The area peanut crop is moving right along and most of the crop has entered the growth stage when the majority of the harvestable peanuts will be set. Here are some recent comments from Dr. Scott Tubbs, UGA Extension Peanut Agronomist on the topic:
The USDA Crop Progress Report for Georgia says peanuts are 77% blooming and 42% pegging as of July 6. The report from June 1 also showed that we were 85% planted by June 1. Thus, the timeframe that I like to call the “grace-period” for peanuts (between emergence and blooming) is over for most of the crop. This is the timeframe where the plants do not have any reproductive capacity and can tolerate periods of dry spells, minor damage from insects and light weed competition, and other nuisances without major concern of yield being affected. However, once blooming and especially pegging starts to occur, the final output is in play and money can be lost if the crop is affected by lack of water, pest incidence and other factors that impede growth. Thus, be sure growers are using their inputs wisely so the crop does not suffer from avoidable troubles. Considering most of the harvested crop is set between 40 and 90 days after planting, the management decisions and timing over the next month to six weeks are going to be what determines the full yield potential. Many parts of Southwest GA and the primary peanut producing areas have had little to no rain in the last two weeks as much of the crop is entering the critical phase of initial pod set, when most of the densest, highest grading peanuts are going to be formed. The water requirement at this stage is entering or already in the 1.5 inch per week range, so if irrigation is possible, it is important to not fall behind since subsoil moisture is being depleted rapidly with no rainfall in two or more weeks now in some areas.
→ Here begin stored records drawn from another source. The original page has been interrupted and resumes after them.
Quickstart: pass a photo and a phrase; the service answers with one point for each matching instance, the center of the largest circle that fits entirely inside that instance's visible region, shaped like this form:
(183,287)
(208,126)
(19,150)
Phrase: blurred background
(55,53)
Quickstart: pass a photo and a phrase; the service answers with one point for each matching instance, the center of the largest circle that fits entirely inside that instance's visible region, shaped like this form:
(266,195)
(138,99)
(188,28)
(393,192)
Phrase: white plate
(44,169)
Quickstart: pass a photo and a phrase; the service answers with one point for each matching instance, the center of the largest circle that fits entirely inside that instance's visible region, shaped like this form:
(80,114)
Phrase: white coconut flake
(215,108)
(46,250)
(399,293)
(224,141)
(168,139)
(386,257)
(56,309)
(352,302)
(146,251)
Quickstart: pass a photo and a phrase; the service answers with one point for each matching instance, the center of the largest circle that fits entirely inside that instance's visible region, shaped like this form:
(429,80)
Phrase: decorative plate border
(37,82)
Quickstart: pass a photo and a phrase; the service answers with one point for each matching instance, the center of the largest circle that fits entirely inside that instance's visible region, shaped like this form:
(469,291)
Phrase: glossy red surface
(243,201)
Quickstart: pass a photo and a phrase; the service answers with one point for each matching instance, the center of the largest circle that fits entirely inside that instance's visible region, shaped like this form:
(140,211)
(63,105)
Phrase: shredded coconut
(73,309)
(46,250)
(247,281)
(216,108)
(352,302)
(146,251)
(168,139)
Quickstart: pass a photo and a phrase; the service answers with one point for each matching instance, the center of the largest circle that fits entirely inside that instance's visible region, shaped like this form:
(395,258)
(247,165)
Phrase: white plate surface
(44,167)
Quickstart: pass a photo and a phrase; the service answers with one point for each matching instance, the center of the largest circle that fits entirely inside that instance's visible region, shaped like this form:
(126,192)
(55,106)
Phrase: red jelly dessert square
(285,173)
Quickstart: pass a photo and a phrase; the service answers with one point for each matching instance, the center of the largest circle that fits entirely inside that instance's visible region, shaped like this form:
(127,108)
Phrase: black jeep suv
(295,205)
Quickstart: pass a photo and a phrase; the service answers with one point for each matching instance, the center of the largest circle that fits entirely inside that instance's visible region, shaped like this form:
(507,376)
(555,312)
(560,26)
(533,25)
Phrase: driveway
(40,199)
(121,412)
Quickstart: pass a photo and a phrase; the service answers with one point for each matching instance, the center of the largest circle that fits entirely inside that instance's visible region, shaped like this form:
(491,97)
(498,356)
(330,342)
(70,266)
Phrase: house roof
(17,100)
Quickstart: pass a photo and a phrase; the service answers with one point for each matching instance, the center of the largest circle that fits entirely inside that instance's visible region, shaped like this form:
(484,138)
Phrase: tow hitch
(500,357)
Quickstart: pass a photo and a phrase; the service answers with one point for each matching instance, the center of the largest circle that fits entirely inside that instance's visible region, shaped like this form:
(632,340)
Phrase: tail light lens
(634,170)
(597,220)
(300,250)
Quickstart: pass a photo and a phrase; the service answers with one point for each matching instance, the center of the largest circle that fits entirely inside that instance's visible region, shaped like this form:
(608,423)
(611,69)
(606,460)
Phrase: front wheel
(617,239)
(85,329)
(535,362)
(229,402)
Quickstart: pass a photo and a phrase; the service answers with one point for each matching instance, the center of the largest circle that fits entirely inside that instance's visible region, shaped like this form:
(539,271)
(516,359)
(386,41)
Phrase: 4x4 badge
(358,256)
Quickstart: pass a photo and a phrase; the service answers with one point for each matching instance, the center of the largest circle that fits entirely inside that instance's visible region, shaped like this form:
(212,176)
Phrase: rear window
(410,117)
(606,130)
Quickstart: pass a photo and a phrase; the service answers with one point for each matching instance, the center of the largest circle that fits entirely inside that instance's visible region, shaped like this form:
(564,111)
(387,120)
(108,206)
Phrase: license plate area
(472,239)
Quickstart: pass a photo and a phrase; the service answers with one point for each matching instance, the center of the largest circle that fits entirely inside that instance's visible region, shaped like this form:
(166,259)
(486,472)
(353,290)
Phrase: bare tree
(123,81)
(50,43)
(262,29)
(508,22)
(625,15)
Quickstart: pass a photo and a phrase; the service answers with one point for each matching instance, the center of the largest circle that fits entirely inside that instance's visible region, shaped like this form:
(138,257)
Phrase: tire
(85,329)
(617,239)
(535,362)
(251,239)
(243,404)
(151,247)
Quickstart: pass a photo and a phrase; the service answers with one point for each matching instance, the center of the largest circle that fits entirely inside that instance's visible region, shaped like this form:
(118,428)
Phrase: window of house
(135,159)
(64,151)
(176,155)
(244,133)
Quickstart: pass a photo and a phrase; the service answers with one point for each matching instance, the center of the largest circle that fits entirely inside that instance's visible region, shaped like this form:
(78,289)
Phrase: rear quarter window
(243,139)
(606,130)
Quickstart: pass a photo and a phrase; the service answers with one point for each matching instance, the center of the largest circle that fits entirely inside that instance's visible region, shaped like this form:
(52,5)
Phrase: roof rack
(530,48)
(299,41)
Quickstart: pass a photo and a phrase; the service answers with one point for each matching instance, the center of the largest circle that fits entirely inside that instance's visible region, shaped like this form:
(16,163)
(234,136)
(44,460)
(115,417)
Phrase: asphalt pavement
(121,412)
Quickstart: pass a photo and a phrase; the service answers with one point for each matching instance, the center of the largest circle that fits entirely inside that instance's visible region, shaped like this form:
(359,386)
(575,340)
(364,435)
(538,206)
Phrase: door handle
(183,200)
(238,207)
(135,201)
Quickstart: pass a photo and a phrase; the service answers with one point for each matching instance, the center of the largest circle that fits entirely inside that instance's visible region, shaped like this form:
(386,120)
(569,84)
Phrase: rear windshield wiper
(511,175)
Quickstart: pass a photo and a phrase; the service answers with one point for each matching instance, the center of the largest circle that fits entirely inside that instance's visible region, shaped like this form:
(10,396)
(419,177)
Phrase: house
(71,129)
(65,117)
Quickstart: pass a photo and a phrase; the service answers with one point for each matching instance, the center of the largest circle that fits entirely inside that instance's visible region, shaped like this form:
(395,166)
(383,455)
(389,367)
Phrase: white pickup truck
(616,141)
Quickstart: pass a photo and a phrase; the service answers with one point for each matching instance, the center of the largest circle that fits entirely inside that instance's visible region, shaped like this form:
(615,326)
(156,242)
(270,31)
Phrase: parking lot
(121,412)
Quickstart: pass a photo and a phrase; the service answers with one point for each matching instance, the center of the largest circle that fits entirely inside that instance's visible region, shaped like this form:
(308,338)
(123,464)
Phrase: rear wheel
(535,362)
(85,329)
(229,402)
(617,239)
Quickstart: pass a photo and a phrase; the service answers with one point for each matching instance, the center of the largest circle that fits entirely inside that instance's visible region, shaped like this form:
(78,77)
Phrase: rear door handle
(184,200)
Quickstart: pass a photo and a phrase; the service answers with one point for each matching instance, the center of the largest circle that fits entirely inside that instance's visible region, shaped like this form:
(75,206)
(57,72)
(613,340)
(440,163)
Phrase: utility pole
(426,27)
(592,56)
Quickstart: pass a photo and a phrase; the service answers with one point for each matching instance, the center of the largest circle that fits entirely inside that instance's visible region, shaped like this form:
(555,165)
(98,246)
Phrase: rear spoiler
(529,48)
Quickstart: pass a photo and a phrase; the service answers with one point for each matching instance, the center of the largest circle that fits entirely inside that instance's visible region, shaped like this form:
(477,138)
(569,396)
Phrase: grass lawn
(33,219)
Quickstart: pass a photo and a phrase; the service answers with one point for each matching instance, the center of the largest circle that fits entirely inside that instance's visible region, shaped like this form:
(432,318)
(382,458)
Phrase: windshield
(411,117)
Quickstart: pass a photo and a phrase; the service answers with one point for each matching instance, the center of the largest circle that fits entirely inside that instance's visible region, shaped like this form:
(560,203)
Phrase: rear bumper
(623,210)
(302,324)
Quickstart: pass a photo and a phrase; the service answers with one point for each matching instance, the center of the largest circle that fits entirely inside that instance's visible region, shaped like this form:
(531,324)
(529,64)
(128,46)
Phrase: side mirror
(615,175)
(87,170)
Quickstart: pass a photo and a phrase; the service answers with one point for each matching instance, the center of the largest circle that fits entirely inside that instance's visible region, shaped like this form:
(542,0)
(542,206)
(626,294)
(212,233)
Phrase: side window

Below is the water use curve for peanuts provide by UGA Extension Engineer Dr. Gary Hawkins.
Use this chart as an indication of what the peanuts need at different maturity and planting dates. This chart can also be used as a guide to how much water is needed by peanuts. If the particular field has received ample water to produce the crop, then irrigation may not be needed. Also be aware of the fact that soil type has an impact on the amount of water available to the crop. For sandy soils, a high intensity rain will more than likely infiltrate and may provide needed water for the crop, however, in heavier soil, the same intensity rainfall will potentially have high losses due to runoff because it will not be able to absorb the water as well as the sandy soil. On the other hand the heavier soils have a higher water holding capacity and will retain moisture for longer than sandy soils.